Trump ordena que Pentágono estude a redução de tropas na Coreia do Sul, diz NYT

Do UOL, em São Paulo

  • Jung Yeon-Je/AFP

    30.mar.2015 - Soldados dos exércitos dos EUA e da Coreia do Sul realizam exercício conjunto em praia de Pohang, ao sul de Seul; são 28.500 soldados norte-americanos atualmente no país

    30.mar.2015 - Soldados dos exércitos dos EUA e da Coreia do Sul realizam exercício conjunto em praia de Pohang, ao sul de Seul; são 28.500 soldados norte-americanos atualmente no país

O presidente dos Estados Unidos, Donald Trump, ordenou ao Pentágono que estude reduzir o contingente de 28.500 soldados americanos que estão na Coreia do Sul, segundo publica o jornal The New York Times.

A ordem teria sido dada às vésperas da reunião de Trump com o líder norte-coreano, Kim Jong-un, embora as fontes anônimas citadas pelo jornal neguem que se trate de uma concessão a Pyongyang.

A Presidência da Coreia do Sul negou, nesta sexta-feira, que os EUA analisem essa redução.
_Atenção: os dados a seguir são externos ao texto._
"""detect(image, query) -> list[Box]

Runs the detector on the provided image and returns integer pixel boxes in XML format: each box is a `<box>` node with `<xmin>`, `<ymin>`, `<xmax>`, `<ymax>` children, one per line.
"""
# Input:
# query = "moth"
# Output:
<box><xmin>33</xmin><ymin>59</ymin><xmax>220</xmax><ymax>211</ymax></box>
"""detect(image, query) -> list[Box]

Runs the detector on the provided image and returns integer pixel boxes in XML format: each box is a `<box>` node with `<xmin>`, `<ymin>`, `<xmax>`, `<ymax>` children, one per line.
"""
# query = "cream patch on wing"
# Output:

Segundo o NYT, Trump considera que um eventual tratado de paz na península coreana diminuiria a necessidade de manter o dispendioso contingente militar, cuja missão é proteger Seul da Coreia do Norte.
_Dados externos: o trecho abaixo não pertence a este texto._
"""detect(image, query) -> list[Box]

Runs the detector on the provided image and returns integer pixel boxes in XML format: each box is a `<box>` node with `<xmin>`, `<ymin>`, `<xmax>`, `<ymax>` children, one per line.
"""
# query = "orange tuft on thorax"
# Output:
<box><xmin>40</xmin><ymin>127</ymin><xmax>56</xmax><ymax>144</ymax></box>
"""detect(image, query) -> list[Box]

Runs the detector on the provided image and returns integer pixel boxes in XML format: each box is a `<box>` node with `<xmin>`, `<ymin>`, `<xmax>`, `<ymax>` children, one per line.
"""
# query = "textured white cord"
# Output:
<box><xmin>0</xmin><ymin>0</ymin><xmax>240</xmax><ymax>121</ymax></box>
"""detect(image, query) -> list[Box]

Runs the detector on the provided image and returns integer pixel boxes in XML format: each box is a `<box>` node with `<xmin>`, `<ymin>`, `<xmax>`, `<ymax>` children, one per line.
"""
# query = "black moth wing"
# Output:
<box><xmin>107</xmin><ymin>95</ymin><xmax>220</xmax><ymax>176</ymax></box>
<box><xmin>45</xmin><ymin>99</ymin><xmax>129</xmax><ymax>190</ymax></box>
Além do futuro das negociações com o regime de Kim Jong-un para sua desnuclearização, a ordem de Trump também escancararia uma insatisfação do presidente, já que ele considera que os EUA não recebem uma compensação econômica justa em troca.

Manter os 28.500 soldados na Coreia do Sul tem um custo de US$ 800 milhões anuais, dos quais Seul assume a metade. Washington quer que a Coreia do Sul assuma a totalidade dos gastos a partir de 2019.
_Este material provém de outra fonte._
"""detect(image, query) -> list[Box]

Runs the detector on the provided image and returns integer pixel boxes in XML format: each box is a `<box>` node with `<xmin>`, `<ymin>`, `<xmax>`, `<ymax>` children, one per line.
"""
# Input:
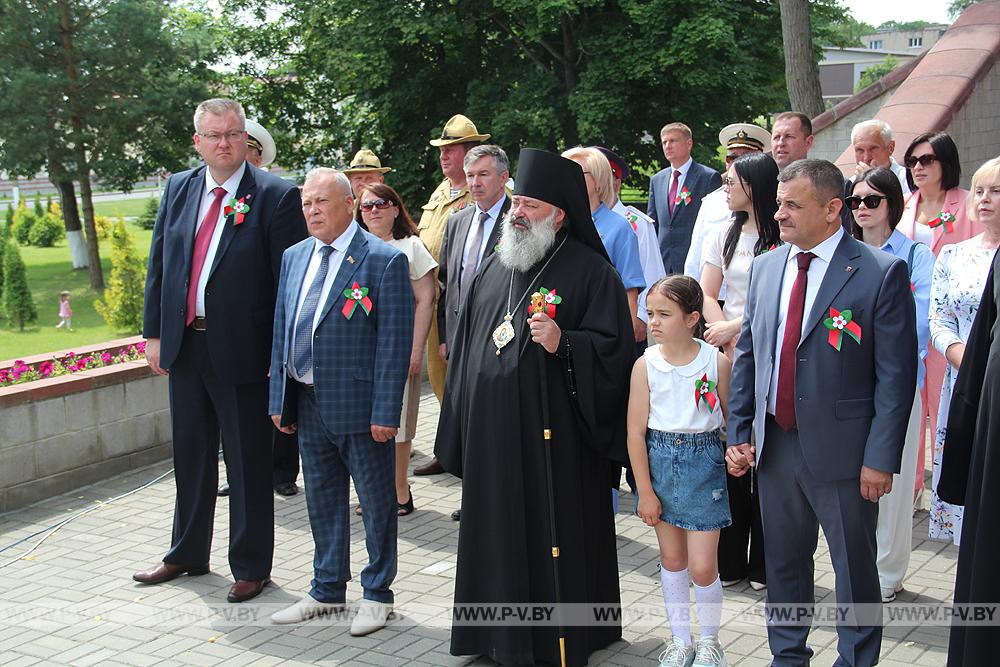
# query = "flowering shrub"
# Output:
<box><xmin>0</xmin><ymin>342</ymin><xmax>146</xmax><ymax>387</ymax></box>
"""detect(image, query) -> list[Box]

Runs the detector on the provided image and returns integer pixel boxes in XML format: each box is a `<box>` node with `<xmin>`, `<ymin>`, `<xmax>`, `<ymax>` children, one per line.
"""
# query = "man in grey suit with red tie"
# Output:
<box><xmin>646</xmin><ymin>123</ymin><xmax>722</xmax><ymax>276</ymax></box>
<box><xmin>726</xmin><ymin>160</ymin><xmax>917</xmax><ymax>667</ymax></box>
<box><xmin>133</xmin><ymin>99</ymin><xmax>306</xmax><ymax>602</ymax></box>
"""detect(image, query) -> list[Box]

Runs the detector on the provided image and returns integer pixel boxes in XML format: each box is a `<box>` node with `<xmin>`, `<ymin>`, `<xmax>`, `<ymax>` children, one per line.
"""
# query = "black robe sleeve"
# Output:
<box><xmin>556</xmin><ymin>260</ymin><xmax>635</xmax><ymax>463</ymax></box>
<box><xmin>937</xmin><ymin>253</ymin><xmax>1000</xmax><ymax>505</ymax></box>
Além disso, o presidente acredita que tanto a Coreia do Sul como o Japão se aproveitaram de sua bonança econômica para desenvolver uma força militar que lhes permita dispensar a ajuda americana.

Trump, de acordo com o "The New York Times", também questiona a utilidade de manter o elevado contingente já que considera que décadas de presença militar dos EUA não serviram para evitar que a Coreia do Norte desenvolvesse seu programa nuclear. (Com EFE)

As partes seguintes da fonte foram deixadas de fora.